Un film de Wang Quan'An

Amours contrariés

La dynastie Qing affamait les paysans de la plaine du cerf blanc (white deer plain) en leur imposant des taxes importantes, à régler en nature, notamment avec des sacs de céréales durement récoltées. En 1920, le nouveau pouvoir communiste commença à mettre en place ses propres taxes…

Les pauvres gens de la plaine du cerf blanc ont une richesse qui sera aussi leur malédiction. Leurs terres sont faciles à cultiver et produisent suffisamment de blé pour que cette manne soit exploitée sous forme d'impôts par les différents pouvoirs successifs. En effet, le scénario de ce film chinois, au travers d'une sombre histoire d'adultère, dresse en toile de fond une peinture de la fin de la dynastie Qing et de l'arrivée du communisme, entre 1920 et 1938. Une histoire aux multiples rebondissements, liés à des jeux de pouvoir complexes, entre clans et pouvoir dominant, coincée entre une révolution et les premiers bombardements japonais en ces terres reculées.
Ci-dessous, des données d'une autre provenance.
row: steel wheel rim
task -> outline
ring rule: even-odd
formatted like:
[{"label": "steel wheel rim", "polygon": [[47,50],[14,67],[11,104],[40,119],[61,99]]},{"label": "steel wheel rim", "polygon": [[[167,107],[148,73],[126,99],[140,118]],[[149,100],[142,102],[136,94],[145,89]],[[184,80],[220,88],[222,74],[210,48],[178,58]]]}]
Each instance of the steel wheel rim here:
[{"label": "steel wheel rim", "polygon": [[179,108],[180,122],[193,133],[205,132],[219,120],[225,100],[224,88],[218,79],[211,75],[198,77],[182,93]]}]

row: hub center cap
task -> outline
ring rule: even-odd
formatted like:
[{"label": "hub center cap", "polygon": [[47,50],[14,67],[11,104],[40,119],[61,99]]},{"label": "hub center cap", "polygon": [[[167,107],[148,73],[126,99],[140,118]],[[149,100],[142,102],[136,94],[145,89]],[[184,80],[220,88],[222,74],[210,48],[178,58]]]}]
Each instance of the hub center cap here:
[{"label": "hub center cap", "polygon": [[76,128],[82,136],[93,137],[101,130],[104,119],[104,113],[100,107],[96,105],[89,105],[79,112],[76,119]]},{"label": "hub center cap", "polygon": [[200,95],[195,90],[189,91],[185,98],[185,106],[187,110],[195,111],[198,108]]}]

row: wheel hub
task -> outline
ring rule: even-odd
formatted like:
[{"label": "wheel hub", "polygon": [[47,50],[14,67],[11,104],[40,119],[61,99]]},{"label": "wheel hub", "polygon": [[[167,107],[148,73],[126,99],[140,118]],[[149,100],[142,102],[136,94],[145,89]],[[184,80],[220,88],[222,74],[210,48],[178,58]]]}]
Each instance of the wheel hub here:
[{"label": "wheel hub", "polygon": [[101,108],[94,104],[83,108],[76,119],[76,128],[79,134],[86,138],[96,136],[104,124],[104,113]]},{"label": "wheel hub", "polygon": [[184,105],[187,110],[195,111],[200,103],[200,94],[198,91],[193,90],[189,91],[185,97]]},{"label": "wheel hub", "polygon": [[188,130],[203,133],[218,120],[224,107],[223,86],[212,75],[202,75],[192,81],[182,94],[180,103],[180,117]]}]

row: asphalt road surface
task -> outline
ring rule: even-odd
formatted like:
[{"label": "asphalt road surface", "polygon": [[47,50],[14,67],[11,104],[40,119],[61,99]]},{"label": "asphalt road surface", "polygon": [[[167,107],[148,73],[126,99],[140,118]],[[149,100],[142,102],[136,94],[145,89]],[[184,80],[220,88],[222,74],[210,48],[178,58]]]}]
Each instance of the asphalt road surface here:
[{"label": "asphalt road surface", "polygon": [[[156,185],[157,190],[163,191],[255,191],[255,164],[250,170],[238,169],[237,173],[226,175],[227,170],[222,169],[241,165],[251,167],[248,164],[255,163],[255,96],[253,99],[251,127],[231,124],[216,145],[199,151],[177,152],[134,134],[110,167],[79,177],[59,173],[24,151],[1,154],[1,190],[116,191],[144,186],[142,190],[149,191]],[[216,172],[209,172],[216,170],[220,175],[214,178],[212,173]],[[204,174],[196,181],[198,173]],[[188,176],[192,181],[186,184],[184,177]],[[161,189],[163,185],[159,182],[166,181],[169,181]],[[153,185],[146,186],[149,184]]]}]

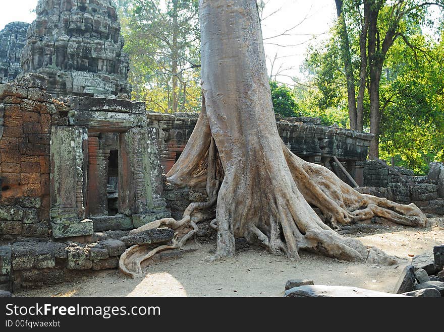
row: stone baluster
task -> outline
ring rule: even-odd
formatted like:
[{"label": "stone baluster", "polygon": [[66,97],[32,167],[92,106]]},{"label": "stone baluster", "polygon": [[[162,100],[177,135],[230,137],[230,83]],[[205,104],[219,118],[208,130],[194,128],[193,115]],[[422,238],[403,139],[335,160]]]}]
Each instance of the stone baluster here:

Ce film fleuve d'une durée de 3h08 est donc plus le portrait d'une région maudite et vouée à la pauvreté, malgré ses foisonnantes ressources, que celui de la femme qui déclenchera toutes les tensions par ses agissements, d'abord dictés par le cœur, puis par des pulsions vengeresses. Car suite au premier adultère qu'elle commettra, son mari étant impuissant, la pauvre passera entre les bras de bien d'autres, de manière forcée ou non. D'abord bucolique dans un premier temps (ah, les folies que l'on peut faire au sommet d'une motte de paille !), le destin de cette femme basculera dans la torture et le sang, du fait des traditions comme de la présence de soldats communistes montrés comme de viles violeurs.

Réalisé avec ampleur par le metteur en scène de "Le mariage de Tuya" (ours d'or à Berlin) et "Apart together", "White deer plain" est un film très clairement porté sur les choses du sexe. Ainsi, dès les premières minutes, des enfants se touchent le « wi-wi », d'autres miment un accouchement, alors que la rumeur court que l'héroïne se met des dattes dans le vagin, pour les donner à son mari en nourriture le lendemain, espérant ainsi guérir son incapacité à avoir une érection. Mais cette sombre et passionnante histoire, récompensée par le prix de la meilleure photographie au Festival de Berlin 2012, aborde néanmoins avec justesse bien d'autres sujets tels les mariages de raison et leurs conséquences néfastes, l'injustice sociale, le pouvoir des hommes... Véritable fresque, elle s'avère aussi complexe dans sa trame érotico-amoureuse, que dans sa foisonnante vision de 20 ans de souffrances, de luttes intestines entre clans et d'un sulfureux mixe entre argent, superstition et politique.